In October, Microsoft CEO Satya Nadella told analysts that Copilot had 1 million paying users and ~37,000 enterprise clients. But it’s incumbent on GitHub to make Copilot even more attractive lest it lose ground to competitors — and, for that matter, lose cash.
According to a Wall Street Journal piece, Copilot loses an average of $20 a month per user, with some customers costing GitHub as much as $80 a month. The high price of running the underlying AI models is reportedly to blame — a problem GenAI coding startup Kite ran into, also, forcing it to shut down early last December.
As GitHub struggles to make Copilot profitable, Amazon continues upgrading CodeWhisperer, perhaps Copilot’s best-resourced rival.

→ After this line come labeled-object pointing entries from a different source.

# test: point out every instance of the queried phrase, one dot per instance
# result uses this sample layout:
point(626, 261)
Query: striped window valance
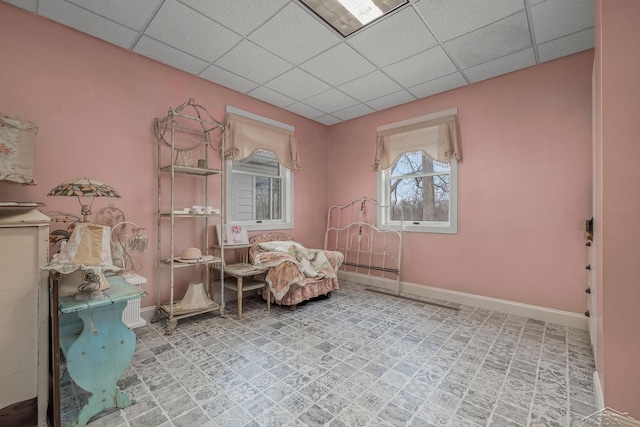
point(246, 135)
point(438, 138)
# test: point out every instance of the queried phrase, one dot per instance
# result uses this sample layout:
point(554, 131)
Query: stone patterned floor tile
point(357, 359)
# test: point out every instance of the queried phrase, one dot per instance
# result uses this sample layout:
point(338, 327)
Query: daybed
point(295, 274)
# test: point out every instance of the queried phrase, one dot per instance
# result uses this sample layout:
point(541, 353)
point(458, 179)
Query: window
point(417, 174)
point(421, 192)
point(260, 195)
point(261, 157)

In April, Amazon made CodeWhisperer free of charge to developers without any usage restrictions. That month also saw the launch of CodeWhisperer Professional Tier, which added single sign-on with AWS Identity and Access Management integration as well as higher limits on scanning for security vulnerabilities. An enterprise plan for CodeWhisperer launched in September. And in early November, Amazon “optimized” CodeWhisperer to provide “enhanced” suggestions for app development on MongoDB, the open source database management program.
Aside from CodeWhisperer, Copilot has competition in startups like Magic, Tabnine, Codegen and Laredo, as well as open source models like Meta’s Code Llama and Hugging Face’s and ServiceNow’s StarCoder.